“Anjing!” saya lupa kapan terakhir kali saya memaki orang dengan umpatan ini. Kapan terakhir kali saya begitu murka hingga menyemprotkan kata-kata kasar? Tak ingat.
Hingga pagi ini saya memaki demikian kasar dan kencang, di Ubud. Tepatnya di pinggir jalan Kajeng. Saya sedang menepi dengan sepeda motor dan mengecek google map untuk mencari tau rekomendasi cafe yang buka sedari pagi. Ya, terlambat setengah jam, bubur bali pasar Ubud habis dan sekarang saya bingung mencari tempat untuk makan pagi dan kerja.
Saat sedang sibuk dengan peranti elektronik itulah seorang pria dengan motor mendekati saya tiba-tiba. Berkata Halo lalu mencoba memegang selangkangan saya dan segera memacu motornya. Tujuannya tak tercapai, dia hanya menyentuh perut bawah saya. Tapi ada rasa kesal yang serta merta membongkah di dada ketika momen kurang dari 1 menit itu berlalu.
Saya marah. Saya dongkol. Saya kesal.
Penuh amarah, saya dilecehkan. Itu yang muncul di kepala dan menusuk di dada. Bagaimana mungkin hal semacam ini terjadi di Ubud? Beribu kesal membongkah meninggalkan degung nyaring. Mengapa saya kurang awas? Mengapa saya tidak melempari pria kurang ajar tersebut dengan sendal? Seluruh badan mendidih merasakan emosi, lalu pelan-pelan ia meluruh. Bagian diri yang masih logis mengambil alih kontrol diri.
Salah satu qoute yang dituliskan beradadisini di bukunya breakhearts
“Life consists of two things: The things we can change, and the things we cannot change. Anyone who knows the difference is happy person.”

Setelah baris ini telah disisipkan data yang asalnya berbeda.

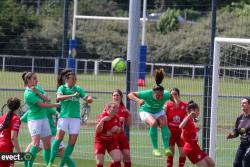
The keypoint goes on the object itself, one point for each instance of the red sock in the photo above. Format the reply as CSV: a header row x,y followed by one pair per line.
x,y
170,161
127,164
98,165
111,164
117,164
182,161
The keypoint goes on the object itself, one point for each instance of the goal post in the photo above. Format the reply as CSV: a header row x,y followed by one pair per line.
x,y
237,65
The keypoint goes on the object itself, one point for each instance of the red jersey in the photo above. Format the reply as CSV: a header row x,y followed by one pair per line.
x,y
175,115
189,132
122,113
107,126
5,135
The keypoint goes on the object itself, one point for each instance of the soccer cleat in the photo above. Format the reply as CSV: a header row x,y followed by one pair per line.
x,y
168,152
156,153
49,165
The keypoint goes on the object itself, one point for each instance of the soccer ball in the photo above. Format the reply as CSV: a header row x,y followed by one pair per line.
x,y
119,64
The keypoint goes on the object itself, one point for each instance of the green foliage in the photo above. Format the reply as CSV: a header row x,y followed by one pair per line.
x,y
168,21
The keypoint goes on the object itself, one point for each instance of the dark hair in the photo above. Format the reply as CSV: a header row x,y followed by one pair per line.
x,y
27,75
159,76
176,90
192,105
246,98
120,93
13,104
61,77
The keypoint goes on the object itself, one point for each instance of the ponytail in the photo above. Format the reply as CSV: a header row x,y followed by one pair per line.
x,y
13,104
192,105
61,77
159,76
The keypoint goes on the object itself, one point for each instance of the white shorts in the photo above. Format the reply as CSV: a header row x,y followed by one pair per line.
x,y
144,115
70,125
52,139
39,127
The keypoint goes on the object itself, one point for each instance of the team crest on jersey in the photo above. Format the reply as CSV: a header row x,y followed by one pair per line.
x,y
176,119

Disadarkan kembali oleh kalimat ini, saya memilih mencari restoran kecil untuk menepi dan menuliskan pengalaman ini. Menulis selalu jadi terapi terbaik untuk hal apapun yng ditawarkan hidup bagi saya. Meluruhkan segala emosi dan menjadikannya pelajaran.
inhale love exhale sh*t!
Kesimpulan dari hal tak menyenangkan ini adalah:
Awas dengan sekitar adalah hal yang butuh dibiasakan di manapun berada.